- Country: United States
- Location: Holtsville, New York
- Coordinates: 40°49′0.04″N 73°03′56.0″W﻿ / ﻿40.8166778°N 73.065556°W
- Status: Operational
- Operator: New York Power Authority

Power generation
- Nameplate capacity: 164 MW

= Richard M. Flynn Power Plant =

The Richard M. Flynn Power Plant is a power plant in Holtsville, in Suffolk County, on Long Island, in New York, United States. It is operated by the New York Power Authority (NYPA).

== Overview ==
The Richard M. Flynn Power Plant is a combined cycle power plant containing a Siemens V84.2 gas turbine.
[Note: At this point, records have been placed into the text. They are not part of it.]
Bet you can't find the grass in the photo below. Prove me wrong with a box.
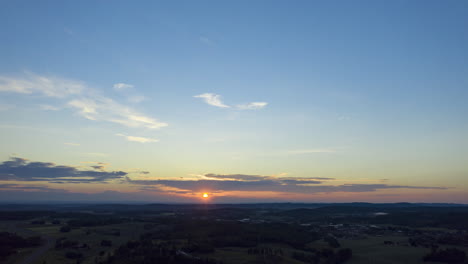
[341,236,434,264]
[196,245,305,264]
[28,222,148,264]
[1,248,35,264]
[4,220,468,264]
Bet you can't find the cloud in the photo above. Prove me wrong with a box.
[83,152,109,157]
[0,183,64,192]
[285,149,337,155]
[64,142,80,146]
[253,148,339,158]
[338,115,352,121]
[116,133,159,143]
[236,102,268,110]
[0,72,168,130]
[113,83,134,90]
[128,95,147,103]
[63,27,85,43]
[194,93,268,110]
[91,165,106,171]
[128,173,329,193]
[0,72,84,97]
[202,173,271,181]
[0,104,14,111]
[112,83,147,104]
[39,104,60,111]
[0,157,127,183]
[199,36,216,46]
[68,97,168,129]
[0,188,195,203]
[81,161,109,171]
[199,173,335,182]
[127,173,448,194]
[194,93,230,108]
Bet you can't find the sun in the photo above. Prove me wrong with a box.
[202,193,209,198]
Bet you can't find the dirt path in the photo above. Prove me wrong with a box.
[8,223,54,264]
[16,235,53,264]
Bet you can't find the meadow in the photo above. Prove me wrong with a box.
[1,203,467,264]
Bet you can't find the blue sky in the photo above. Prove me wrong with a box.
[0,0,467,202]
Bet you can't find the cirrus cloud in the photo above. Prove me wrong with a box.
[194,93,268,110]
[194,93,230,108]
[0,72,84,97]
[113,83,134,90]
[0,72,168,130]
[68,97,168,129]
[116,133,159,143]
[236,102,268,110]
[39,104,60,111]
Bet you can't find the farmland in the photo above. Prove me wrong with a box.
[1,203,467,264]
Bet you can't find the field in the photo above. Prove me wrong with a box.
[1,203,467,264]
[1,220,148,264]
[342,236,433,264]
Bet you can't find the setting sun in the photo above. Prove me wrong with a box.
[202,193,209,198]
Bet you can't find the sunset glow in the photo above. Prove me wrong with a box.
[2,3,468,264]
[0,1,467,204]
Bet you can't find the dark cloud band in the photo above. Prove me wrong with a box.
[0,157,127,183]
[128,173,448,194]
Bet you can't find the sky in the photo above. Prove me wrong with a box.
[0,0,467,203]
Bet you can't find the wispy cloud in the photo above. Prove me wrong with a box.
[64,142,80,146]
[83,152,109,157]
[68,97,168,129]
[194,93,230,108]
[0,188,193,202]
[90,165,106,171]
[113,83,134,90]
[285,149,337,155]
[202,173,272,181]
[194,93,268,110]
[0,72,168,130]
[80,161,109,172]
[236,102,268,110]
[128,95,147,103]
[0,183,65,192]
[338,115,352,121]
[0,104,13,111]
[116,133,159,143]
[63,27,86,43]
[39,104,60,111]
[0,72,84,97]
[199,36,216,46]
[199,173,334,183]
[236,148,339,158]
[113,83,147,104]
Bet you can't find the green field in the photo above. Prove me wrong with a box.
[4,221,468,264]
[2,204,468,264]
[33,222,148,264]
[342,236,431,264]
[195,243,308,264]
[1,220,149,264]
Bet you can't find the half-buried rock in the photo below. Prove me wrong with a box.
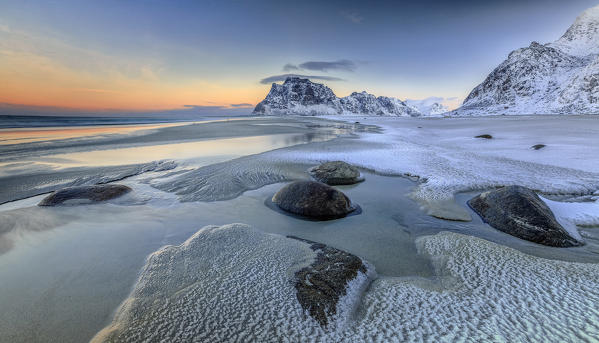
[468,185,582,247]
[288,236,370,327]
[308,161,364,185]
[38,184,132,206]
[272,181,356,220]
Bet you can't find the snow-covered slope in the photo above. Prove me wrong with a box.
[405,99,449,116]
[254,77,420,116]
[455,5,599,115]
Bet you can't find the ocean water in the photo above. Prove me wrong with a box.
[0,114,191,129]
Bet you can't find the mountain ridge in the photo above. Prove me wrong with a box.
[454,5,599,115]
[253,77,427,117]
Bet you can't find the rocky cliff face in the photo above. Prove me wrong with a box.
[455,5,599,115]
[253,77,420,116]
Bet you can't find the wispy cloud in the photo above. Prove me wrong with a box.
[282,63,300,72]
[299,59,356,72]
[340,10,363,24]
[260,74,344,85]
[281,59,357,73]
[229,103,253,108]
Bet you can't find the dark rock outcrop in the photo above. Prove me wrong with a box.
[309,161,364,185]
[38,184,132,206]
[272,181,355,220]
[475,134,493,139]
[468,185,582,247]
[289,236,368,327]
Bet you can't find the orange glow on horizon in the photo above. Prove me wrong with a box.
[0,36,265,111]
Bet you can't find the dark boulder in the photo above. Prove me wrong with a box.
[272,181,356,220]
[39,184,132,206]
[475,134,493,139]
[289,236,369,327]
[468,185,582,247]
[308,161,364,185]
[532,144,546,150]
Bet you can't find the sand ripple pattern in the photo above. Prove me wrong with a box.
[94,225,599,342]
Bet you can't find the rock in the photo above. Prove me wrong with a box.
[272,181,356,220]
[38,184,132,206]
[468,185,582,247]
[532,144,546,150]
[252,77,421,116]
[288,236,369,327]
[475,134,493,139]
[308,161,364,185]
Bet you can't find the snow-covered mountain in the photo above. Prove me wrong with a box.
[253,77,420,116]
[454,5,599,115]
[405,99,449,116]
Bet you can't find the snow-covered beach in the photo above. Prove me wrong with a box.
[1,115,598,342]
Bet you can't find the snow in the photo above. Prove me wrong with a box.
[155,115,599,221]
[93,224,599,342]
[405,98,449,116]
[542,196,599,239]
[91,223,372,342]
[456,5,599,115]
[551,5,599,57]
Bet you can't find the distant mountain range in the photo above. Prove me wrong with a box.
[453,5,599,115]
[254,5,599,117]
[253,77,431,116]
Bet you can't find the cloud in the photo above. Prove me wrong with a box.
[340,10,363,24]
[298,59,356,72]
[229,103,253,108]
[259,74,345,85]
[282,63,299,72]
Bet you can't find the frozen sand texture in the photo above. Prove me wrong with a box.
[153,116,599,222]
[94,226,599,342]
[92,224,372,342]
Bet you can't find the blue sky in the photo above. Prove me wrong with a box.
[0,0,596,113]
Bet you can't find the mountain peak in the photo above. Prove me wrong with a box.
[551,5,599,56]
[456,4,599,115]
[253,78,420,116]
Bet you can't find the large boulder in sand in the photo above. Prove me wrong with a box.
[308,161,364,185]
[288,236,369,327]
[468,185,582,247]
[38,184,132,206]
[272,181,356,220]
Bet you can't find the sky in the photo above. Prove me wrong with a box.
[0,0,597,116]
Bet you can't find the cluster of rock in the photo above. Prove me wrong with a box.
[468,185,582,247]
[253,77,423,117]
[270,161,369,325]
[272,161,363,220]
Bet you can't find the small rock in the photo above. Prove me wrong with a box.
[475,134,493,139]
[308,161,364,185]
[39,184,132,206]
[532,144,546,150]
[289,236,369,327]
[468,185,582,247]
[272,181,356,220]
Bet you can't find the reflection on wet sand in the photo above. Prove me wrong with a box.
[0,122,189,145]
It has a nameplate capacity of 164 MW and is operated by the New York Power Authority. It is the ninth largest power generation facility on Long Island by nameplate capacity, and the fifth largest in net energy generated with 564.0 GWh generated in 2020.

The electricity generated at the plant is distributed across Long Island via the Long Island Power Authority's electrical transmission network.

The plant is named after Richard M. Flynn, who had served as a chairman of the New York Power Authority.

== History ==
The Richard M. Flynn Power Plant was the result of a rule change in New York State that required investor-owned utilities to competitively solicit bids on new power generation to lower costs. In 1990, the Long Island Lighting Company (LILCO) requested bids to provide 150 MW of power that would be available by 1994, the second such competition in New York. The New York Power Authority emerged as the winner in part due to its advance purchase of the natural gas to run the plant. Its approval was delayed to examine a competing proposal to convert the built but unused Shoreham Nuclear Power Plant into a natural gas plant. The NYPA plant was built on LILCO property in Holtsville, adjacent to an existing gas turbine facility.

It began operating on schedule in May 1994 and was the first plant completed under the competitive bidding system.